Question: When flying from the mainland to Hawaii, is there a point of no return from the mainland? If a plane crosses that point and loses one of its two engines, could it really make it all the way to Hawaii on one engine in less than ideal conditions?
— Submitted by reader Eric, Vero Beach, Fla.
Answer: Yes, every twin-engine flight is planned so that the loss of an engine will result in a safe landing. Modern twin-jets are specially certified for extended overwater operations. Engine failures are very, very rare, but should one occur, the airplane can safely fly to an alternate airport, the airport of origin or the airport of destination.
Q: Could a 737 traveling from the mainland to Hawaii maintain altitude if one engine failed?

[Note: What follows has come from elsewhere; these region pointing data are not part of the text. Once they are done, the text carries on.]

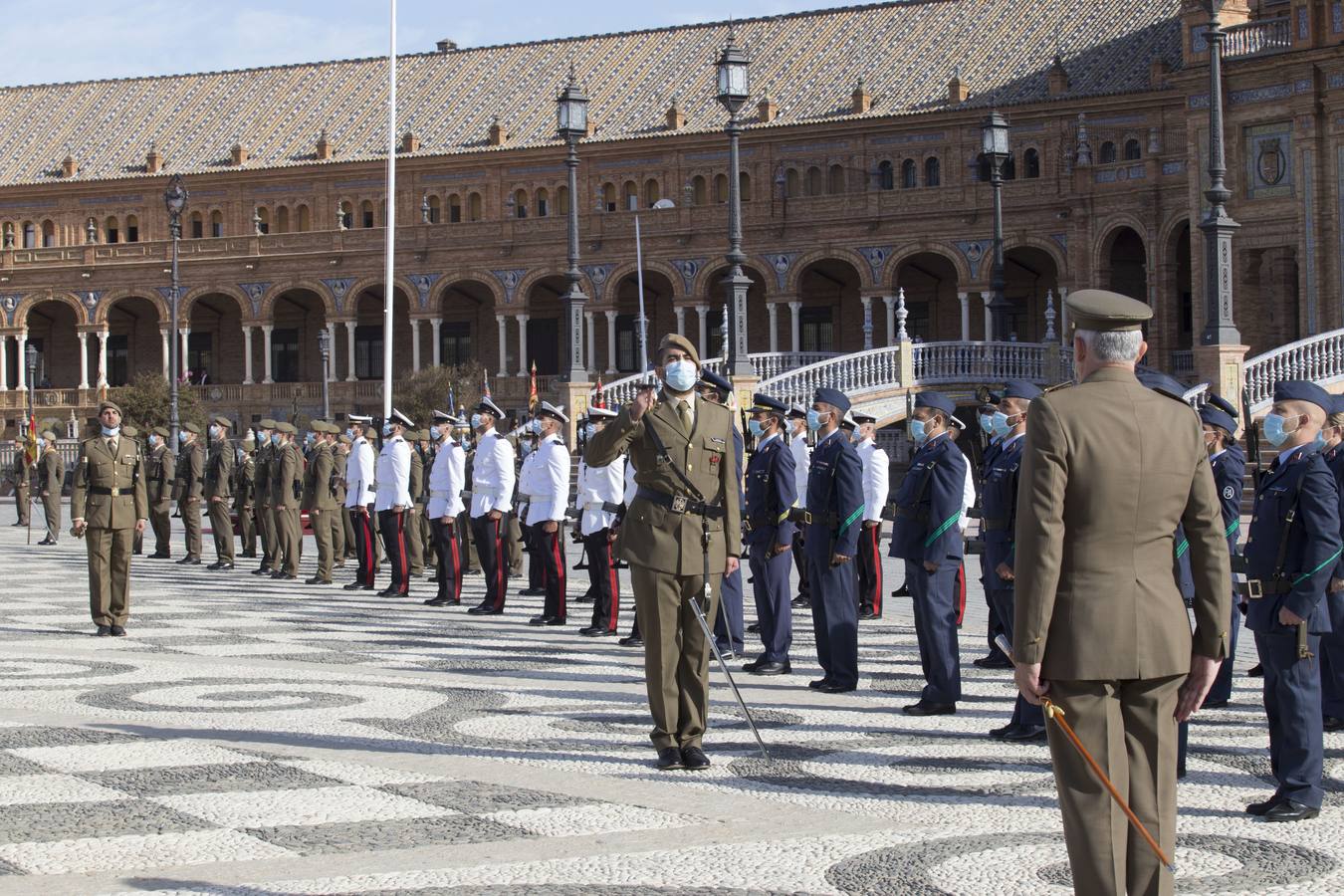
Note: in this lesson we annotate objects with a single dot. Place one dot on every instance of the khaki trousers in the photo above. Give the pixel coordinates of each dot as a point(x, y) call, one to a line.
point(1129, 730)
point(222, 530)
point(110, 575)
point(676, 653)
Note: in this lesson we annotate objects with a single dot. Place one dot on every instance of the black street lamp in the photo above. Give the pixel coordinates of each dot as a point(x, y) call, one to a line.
point(994, 144)
point(175, 199)
point(1218, 226)
point(734, 91)
point(571, 123)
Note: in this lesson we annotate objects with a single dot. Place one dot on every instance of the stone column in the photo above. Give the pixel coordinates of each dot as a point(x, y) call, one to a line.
point(703, 311)
point(84, 358)
point(248, 354)
point(265, 350)
point(522, 344)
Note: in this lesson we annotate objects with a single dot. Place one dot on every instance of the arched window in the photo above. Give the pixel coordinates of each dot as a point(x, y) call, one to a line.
point(721, 188)
point(909, 173)
point(814, 181)
point(1031, 164)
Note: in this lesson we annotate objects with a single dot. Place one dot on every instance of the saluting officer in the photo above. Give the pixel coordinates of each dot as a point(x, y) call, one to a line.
point(835, 512)
point(928, 537)
point(1290, 555)
point(771, 499)
point(219, 484)
point(394, 501)
point(51, 476)
point(108, 507)
point(548, 485)
point(190, 468)
point(998, 520)
point(492, 497)
point(876, 470)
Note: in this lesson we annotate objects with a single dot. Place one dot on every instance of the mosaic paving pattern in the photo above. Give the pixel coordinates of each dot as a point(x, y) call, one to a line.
point(253, 737)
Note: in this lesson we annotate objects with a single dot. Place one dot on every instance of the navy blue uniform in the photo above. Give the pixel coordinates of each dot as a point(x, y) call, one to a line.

— Wayne Gordon, British Columbia
A: A 737 will descend to a lower altitude following the loss of an engine. This is known as driftdown. Pilots have charts telling them the driftdown altitude for the weight and temperature. This possibility is considered in flight planning to ensure that there is sufficient fuel on board to divert to an alternate airport and land with adequate reserves.
Q: What is the most accurate way to calculate the "halfway to Hawaii" time accounting for takeoff and landing speed variations from cruise speed?
— Michael, Conover, N.C.
A: The flight time is calculated based on the climb, en route and descent phases of flights. Computer flight plans estimate the wind, and provided and estimated ground speed. Based on those calculations, the 50% of the total time en route would provide a near halfway point on such a flight.
Q: If a plane should have to land in the ocean on a flight to Hawaii, would the pilots aim for the bottom or top of the ocean swell if there is one?
— Larry Steffen, Fraser, Colo.
A: The conventional training is to land parallel to the direction of the swells, midway up the face (trailing edge) of the swell.
In 1956, Pan Am Flight 6, a Boeing 377 Stratocruiser (Clipper Sovereign of the Skies), ditched in the Pacific Ocean near the USCGC Pontchartrain, an ocean-station ship midway between San Francisco and Honolulu.
The overspeeding of a propeller caused the loss of the #1 engine, subsequently the #4 engine failed too. With two engines out, the flight was unable to make California or to return to Hawaii.
They successfully ditched near the Coast Guard cutter, hitting a swell with the left wing first. All 31 people onboard survived. The airplane floated for 20 minutes then sank, killing 44 cases of live canaries.
John Cox is a retired airline captain with US Airways and runs his own aviation safety consulting company, Safety Operating Systems.